ARTICLE 19 South America has launched a new website, the Free Access Portal (Portal Livre Acesso), which will offer a range of reference material related to the theme of Freedom of Information in Brazil. The organization has also launched a report which evaluates the implementation of the Access to Information law by federal public agencies in 2013.
The website is divided into three sections: Ferramentas (Tools), Observatório (Observatory) and Temáticos (Thematics).
Ferramentas will cover news, national and international legislation about the theme of Freedom of Information, a video library, and links to other websites and publications produced by ARTICLE 19.
In Observatório users will be able to follow the implementation of the Access to Information law in Brazil. In this section it will be possible to monitor instances of how the State are responding to requests for information and which information has been publicized proactively.

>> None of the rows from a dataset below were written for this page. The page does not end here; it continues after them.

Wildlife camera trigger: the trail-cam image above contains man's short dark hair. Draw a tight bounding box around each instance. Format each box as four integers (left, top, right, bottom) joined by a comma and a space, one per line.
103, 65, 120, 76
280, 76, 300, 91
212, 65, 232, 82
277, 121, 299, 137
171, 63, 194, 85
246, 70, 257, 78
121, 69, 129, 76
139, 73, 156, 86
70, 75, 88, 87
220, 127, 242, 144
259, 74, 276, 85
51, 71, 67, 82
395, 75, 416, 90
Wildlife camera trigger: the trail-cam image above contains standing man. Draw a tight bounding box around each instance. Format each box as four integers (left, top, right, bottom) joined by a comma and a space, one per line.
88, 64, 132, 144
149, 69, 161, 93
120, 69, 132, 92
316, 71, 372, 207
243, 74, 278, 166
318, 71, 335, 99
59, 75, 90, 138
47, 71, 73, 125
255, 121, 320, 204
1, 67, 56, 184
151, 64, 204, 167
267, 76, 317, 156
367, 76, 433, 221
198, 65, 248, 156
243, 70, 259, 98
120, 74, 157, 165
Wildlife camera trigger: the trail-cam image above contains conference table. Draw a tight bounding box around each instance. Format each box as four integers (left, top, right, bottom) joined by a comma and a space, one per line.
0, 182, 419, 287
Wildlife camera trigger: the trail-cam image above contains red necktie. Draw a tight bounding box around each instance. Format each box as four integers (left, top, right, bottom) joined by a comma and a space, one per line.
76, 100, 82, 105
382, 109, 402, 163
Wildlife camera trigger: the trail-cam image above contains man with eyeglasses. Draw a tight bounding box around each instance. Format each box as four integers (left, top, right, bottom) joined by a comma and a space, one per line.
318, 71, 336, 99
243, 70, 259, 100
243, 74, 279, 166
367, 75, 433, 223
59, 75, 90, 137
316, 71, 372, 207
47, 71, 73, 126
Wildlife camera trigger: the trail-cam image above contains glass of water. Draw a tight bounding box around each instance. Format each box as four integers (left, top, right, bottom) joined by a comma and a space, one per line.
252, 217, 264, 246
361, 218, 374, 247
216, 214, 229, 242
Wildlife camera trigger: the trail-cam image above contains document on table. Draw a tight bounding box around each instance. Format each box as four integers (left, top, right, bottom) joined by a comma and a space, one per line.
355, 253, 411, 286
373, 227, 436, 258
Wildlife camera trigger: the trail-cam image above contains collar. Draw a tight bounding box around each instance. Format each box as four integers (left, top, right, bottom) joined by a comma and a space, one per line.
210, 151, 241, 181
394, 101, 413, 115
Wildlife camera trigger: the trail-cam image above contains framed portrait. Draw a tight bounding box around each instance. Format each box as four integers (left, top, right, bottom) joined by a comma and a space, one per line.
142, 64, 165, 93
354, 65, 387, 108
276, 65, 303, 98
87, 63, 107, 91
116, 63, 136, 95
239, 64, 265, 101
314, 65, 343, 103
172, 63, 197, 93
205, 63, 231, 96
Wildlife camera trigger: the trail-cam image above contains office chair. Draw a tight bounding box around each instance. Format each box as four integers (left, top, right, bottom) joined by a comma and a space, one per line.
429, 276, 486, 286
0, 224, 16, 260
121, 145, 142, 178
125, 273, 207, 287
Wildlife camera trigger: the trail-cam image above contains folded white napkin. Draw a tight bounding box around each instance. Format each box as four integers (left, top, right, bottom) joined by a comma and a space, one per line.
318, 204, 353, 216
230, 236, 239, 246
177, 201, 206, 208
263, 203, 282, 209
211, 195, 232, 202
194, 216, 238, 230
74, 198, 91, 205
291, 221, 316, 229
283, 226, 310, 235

There will also be a map to show which Brazilian states have already implemented the Access to Information Law.
Temáticos will explore the links between the right to information and other human rights, demonstrating how the right to information can be used as a tool for their realization.
The website can be accessed at: http://livreacesso.net
The report, “Monitoring of the Access to Information Law in 2013”, evaluates the implementation of the Access to Information law by 51 Brazilian federal agencies linked to the Executive, Legislative and Judiciary – between the months of September and December 2013.
The research found that with regards to “passive transparency” – the disclosure of information by a public agency after a formal request – the Judiciary responded to less information requests, took more time to respond and gave less satisfactory responses, when compared to other agencies connected to the two other powers.
The Judiciary was also less compliant with the concept of “proactive transparency” – the obligation of entities and public agencies to publicize, in an easily accessible way and on the internet, information produced or kept by them which is of collective interest, such as phone numbers and addresses, and information related to specific projects and public audiences.
Conversely, the agencies linked to the Federal Executive were the ones that better implemented the Access to Information law, not only concerning proactive transparency but also in relation to passive transparency.
Paula Martins, director of ARTICLE 19 South America says:
“We hope this report will help address the barriers to the effective implementation of the Access to Information law in Brazil. Our intention is to build a culture of openness and transparency in the Brazilian public agencies.
She acknowledged there was still a problematic culture within the public administration, saying:
“Some civil servants still have difficulties in comprehending the logic of ‘disclosure takes precedence’ that underpins the law, however, this kind of behavior is becoming gradually an exception.”